I’m running LXD 5.0.2 on Ubuntu 22.04 using ZFS as the storage backend. Sometimes, when attempting to restore an LXD container to a snapshot, I get the following timeout:
$ lxc restore mycontainer mysnapshot
Error: Instance "restore" operation timed out after 30s
What can I do to debug this and force reverting to this snapshot?
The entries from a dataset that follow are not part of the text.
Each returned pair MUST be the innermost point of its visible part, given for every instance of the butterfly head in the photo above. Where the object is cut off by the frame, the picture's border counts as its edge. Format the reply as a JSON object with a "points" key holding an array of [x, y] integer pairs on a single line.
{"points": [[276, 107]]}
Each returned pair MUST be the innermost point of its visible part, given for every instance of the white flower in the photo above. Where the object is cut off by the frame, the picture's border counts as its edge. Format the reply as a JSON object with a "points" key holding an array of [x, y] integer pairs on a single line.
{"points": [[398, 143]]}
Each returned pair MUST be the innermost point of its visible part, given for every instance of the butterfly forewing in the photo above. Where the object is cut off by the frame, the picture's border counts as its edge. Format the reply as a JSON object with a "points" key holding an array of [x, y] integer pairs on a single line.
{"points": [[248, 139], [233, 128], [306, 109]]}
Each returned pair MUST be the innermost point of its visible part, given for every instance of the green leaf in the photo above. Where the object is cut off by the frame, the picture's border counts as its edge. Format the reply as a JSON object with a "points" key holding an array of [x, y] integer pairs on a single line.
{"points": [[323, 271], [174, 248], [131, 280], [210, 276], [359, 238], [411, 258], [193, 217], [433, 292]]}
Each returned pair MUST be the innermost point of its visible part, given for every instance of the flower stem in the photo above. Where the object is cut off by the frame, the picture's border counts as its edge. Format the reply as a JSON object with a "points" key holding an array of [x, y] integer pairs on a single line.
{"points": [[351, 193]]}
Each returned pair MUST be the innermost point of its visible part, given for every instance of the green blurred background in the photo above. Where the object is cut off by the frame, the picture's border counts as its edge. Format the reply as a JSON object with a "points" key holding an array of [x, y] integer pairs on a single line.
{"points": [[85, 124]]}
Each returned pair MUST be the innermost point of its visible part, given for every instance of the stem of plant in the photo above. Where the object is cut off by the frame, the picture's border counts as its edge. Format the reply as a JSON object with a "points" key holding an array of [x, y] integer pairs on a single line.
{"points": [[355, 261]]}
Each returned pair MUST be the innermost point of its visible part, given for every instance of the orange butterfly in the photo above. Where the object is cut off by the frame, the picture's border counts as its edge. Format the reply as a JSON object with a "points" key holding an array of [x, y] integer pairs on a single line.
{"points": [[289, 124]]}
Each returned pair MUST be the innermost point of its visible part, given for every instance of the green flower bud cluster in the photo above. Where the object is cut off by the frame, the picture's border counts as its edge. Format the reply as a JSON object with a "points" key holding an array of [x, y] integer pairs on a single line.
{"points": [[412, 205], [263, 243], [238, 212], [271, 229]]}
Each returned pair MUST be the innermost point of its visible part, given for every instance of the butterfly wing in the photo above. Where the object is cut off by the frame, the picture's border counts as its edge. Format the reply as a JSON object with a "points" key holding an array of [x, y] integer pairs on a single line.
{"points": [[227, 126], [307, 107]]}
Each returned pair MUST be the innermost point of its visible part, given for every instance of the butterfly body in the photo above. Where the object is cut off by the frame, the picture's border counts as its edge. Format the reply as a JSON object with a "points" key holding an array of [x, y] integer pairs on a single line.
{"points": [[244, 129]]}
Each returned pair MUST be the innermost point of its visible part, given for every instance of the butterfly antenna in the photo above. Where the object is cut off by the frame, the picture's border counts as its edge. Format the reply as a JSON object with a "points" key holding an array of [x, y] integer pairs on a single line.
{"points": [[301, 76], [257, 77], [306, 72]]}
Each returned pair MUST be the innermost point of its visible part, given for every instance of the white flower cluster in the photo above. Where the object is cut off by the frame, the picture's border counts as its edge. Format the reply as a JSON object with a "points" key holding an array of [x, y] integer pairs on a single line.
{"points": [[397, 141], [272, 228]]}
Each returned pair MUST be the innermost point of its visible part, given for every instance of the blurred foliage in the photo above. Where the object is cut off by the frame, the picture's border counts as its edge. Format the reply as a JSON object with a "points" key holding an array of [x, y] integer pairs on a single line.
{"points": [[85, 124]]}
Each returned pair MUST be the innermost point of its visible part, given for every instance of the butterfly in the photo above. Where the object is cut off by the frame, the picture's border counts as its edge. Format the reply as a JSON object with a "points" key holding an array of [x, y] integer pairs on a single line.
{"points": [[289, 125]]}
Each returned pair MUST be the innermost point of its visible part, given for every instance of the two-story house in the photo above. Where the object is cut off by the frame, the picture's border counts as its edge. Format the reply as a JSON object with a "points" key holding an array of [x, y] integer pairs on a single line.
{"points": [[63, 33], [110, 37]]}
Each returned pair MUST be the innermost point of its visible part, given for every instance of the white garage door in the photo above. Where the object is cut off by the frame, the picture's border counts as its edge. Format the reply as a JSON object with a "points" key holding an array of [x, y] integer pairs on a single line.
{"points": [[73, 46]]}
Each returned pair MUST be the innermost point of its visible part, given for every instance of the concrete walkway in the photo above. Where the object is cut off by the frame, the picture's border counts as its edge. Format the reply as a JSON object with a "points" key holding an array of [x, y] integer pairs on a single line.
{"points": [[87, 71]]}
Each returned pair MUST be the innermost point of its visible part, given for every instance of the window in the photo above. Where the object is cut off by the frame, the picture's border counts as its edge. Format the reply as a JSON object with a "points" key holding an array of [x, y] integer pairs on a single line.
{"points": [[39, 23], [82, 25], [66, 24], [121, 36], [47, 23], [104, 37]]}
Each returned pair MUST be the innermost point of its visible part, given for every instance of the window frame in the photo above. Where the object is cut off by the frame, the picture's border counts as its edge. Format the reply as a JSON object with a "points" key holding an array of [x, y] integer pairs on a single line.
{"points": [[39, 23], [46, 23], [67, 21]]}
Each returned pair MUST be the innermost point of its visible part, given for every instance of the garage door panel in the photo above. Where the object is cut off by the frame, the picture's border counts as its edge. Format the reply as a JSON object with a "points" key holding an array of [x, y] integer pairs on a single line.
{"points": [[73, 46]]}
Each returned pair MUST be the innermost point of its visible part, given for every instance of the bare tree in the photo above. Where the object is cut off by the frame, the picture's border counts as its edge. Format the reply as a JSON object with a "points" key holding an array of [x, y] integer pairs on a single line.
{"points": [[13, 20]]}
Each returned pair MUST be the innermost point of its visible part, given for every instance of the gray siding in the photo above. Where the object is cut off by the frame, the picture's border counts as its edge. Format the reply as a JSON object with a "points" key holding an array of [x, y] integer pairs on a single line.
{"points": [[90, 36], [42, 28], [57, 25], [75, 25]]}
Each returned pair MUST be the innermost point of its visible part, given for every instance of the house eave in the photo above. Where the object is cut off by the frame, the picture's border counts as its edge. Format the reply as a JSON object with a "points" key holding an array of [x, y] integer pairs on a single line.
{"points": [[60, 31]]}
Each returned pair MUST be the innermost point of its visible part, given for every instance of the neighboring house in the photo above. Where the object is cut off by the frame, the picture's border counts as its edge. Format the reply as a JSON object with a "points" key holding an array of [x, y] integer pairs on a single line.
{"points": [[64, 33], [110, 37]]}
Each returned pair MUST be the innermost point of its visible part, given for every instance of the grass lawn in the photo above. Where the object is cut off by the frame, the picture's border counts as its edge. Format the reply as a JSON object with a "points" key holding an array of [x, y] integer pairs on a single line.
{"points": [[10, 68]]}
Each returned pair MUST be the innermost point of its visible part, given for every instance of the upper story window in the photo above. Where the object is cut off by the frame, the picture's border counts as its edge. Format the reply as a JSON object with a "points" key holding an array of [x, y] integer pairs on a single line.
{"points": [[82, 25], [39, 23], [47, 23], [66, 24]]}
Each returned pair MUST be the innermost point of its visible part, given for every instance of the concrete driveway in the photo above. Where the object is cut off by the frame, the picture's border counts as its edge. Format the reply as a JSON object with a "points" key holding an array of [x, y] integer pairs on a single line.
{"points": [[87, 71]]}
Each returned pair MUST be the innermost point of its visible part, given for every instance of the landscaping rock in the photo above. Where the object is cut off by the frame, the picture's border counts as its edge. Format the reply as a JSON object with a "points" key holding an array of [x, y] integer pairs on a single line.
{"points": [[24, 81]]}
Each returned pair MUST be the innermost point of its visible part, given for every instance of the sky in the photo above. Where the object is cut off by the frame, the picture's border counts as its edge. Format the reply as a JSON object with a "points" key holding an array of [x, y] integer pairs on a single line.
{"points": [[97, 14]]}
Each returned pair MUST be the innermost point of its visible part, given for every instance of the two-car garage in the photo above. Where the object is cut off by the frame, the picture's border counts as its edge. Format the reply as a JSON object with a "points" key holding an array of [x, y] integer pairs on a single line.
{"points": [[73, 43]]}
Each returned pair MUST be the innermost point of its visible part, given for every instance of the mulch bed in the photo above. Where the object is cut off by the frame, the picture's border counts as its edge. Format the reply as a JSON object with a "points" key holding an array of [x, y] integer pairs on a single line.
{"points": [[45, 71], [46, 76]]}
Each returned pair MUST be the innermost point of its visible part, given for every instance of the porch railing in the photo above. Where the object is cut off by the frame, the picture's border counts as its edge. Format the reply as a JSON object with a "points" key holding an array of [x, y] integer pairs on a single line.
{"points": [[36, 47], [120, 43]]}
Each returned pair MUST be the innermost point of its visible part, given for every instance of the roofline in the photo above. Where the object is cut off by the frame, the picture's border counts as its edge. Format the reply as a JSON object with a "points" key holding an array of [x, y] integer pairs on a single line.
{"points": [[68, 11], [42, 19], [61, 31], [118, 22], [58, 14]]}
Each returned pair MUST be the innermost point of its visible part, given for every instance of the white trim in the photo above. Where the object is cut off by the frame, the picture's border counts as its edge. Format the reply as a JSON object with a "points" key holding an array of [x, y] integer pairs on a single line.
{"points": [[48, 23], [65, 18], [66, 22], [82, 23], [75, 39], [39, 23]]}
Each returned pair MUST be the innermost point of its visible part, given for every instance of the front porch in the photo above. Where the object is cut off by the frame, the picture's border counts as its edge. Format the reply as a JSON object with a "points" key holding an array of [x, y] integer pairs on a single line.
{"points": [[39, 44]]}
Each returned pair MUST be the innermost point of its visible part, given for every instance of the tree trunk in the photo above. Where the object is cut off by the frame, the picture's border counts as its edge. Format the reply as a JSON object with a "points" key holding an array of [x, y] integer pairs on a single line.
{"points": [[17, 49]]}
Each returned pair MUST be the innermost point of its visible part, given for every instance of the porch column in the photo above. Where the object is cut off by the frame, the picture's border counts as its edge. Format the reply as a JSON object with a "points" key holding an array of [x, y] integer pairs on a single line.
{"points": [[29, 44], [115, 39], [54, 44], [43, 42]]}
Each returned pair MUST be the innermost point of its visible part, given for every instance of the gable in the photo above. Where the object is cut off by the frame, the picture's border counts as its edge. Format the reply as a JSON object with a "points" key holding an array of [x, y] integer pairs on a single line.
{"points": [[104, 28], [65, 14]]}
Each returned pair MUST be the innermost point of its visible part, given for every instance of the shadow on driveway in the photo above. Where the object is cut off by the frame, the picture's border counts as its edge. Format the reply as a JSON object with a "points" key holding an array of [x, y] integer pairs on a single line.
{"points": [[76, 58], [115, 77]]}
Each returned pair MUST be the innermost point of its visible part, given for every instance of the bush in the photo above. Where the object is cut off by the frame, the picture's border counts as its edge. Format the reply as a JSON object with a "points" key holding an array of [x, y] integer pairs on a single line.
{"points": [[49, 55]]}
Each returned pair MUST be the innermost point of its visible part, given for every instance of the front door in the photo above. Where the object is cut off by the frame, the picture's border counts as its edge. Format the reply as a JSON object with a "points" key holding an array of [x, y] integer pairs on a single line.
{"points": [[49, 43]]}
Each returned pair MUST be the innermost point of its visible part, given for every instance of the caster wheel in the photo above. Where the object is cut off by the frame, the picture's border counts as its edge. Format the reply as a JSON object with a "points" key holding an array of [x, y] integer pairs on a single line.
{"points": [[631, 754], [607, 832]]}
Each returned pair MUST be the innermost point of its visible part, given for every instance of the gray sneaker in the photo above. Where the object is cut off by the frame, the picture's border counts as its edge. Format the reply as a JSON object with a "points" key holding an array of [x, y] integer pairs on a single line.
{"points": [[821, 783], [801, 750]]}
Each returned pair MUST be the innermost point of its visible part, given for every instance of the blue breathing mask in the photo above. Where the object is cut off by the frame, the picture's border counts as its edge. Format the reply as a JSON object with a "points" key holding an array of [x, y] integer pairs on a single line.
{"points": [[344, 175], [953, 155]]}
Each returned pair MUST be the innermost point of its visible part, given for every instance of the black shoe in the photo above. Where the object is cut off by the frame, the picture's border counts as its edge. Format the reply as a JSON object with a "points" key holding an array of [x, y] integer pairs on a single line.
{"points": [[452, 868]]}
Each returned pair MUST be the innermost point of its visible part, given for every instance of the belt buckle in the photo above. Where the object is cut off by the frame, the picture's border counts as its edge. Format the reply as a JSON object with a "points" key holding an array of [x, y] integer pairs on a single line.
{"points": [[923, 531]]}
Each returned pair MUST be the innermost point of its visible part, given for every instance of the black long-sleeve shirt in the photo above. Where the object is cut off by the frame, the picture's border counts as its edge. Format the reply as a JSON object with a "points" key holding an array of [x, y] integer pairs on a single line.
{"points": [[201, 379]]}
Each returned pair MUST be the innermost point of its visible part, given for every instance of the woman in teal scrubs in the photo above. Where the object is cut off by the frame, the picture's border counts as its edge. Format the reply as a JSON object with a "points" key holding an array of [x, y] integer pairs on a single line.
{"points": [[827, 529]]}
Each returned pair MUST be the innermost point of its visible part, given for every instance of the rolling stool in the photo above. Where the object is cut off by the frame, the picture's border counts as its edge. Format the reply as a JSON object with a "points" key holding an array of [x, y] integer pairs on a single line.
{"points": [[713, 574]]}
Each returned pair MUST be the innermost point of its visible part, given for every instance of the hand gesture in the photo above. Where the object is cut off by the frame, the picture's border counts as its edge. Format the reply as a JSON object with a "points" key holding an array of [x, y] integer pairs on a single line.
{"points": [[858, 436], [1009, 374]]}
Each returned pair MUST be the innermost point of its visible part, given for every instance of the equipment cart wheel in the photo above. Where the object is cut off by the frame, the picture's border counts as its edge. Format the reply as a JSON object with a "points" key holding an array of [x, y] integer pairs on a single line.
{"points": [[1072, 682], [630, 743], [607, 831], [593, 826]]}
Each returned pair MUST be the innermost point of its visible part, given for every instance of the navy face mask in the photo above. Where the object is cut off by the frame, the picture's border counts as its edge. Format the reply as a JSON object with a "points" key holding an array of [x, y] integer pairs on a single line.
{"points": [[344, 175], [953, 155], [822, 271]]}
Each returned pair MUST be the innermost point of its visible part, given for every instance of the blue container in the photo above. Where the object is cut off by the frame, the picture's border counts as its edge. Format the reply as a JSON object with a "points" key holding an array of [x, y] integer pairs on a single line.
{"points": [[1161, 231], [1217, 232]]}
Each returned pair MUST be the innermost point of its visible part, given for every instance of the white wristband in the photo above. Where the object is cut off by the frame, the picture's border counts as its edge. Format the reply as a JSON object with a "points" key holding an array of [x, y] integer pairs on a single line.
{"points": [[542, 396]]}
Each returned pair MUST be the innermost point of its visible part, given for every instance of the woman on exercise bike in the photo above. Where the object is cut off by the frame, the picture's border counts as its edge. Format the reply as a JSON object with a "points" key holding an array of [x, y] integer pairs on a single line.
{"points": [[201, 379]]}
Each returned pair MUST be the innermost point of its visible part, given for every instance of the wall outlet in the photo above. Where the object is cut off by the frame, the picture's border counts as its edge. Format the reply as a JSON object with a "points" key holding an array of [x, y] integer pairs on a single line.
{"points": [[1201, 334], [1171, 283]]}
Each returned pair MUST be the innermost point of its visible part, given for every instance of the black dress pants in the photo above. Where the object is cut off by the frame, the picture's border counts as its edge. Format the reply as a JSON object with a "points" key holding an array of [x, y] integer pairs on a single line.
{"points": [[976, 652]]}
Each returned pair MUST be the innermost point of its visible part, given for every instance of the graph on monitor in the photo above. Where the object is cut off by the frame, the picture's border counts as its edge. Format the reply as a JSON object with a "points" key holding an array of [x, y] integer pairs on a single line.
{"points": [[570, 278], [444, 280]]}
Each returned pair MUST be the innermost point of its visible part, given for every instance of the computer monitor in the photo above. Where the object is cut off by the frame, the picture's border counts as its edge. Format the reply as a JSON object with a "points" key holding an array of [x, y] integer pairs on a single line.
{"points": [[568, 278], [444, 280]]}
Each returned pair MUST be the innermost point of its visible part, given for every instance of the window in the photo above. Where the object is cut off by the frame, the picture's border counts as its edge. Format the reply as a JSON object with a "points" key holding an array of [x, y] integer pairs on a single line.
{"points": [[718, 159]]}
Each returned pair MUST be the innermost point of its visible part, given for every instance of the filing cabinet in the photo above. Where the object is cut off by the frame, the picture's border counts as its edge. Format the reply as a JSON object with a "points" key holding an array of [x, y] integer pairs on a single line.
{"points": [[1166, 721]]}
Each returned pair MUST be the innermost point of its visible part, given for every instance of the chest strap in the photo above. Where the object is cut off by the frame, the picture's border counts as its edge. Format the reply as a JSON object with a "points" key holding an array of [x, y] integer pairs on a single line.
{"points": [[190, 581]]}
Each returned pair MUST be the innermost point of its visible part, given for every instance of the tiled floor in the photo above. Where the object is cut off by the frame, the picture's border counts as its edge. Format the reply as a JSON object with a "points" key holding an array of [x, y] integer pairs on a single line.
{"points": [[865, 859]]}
Thanks!
We’ve tested this 8 times over the course of the past week. We are always using the same instance and trying to lxc restore to the same snapshot. Of the 8 runs, 6 have succeeded, 1 failed with the above error, and the last 1 failed with the following error:
Error: In use
Is there a way to force the restore or otherwise make it more reliably succeed?
If you’re getting stuck on “In Use” then reloading LXD will clear the reference counters without restarting the instances.
sudo systemctl reload snap.lxd.daemon
Ideally if you can reboot the host machine to get a fresh state though and then try doing a restore in one window whilst in another window run:
lxc monitor --type=logging --pretty
And post the output here, as it sounds like the ZFS restore is starting, but for some reason taking a long time and then LXD is giving up, with it still running in the background.
Also if you could get a sudo ps aux output while you’re running the restore process, that would be helpful too, along with the name of the instance and the snapshot name.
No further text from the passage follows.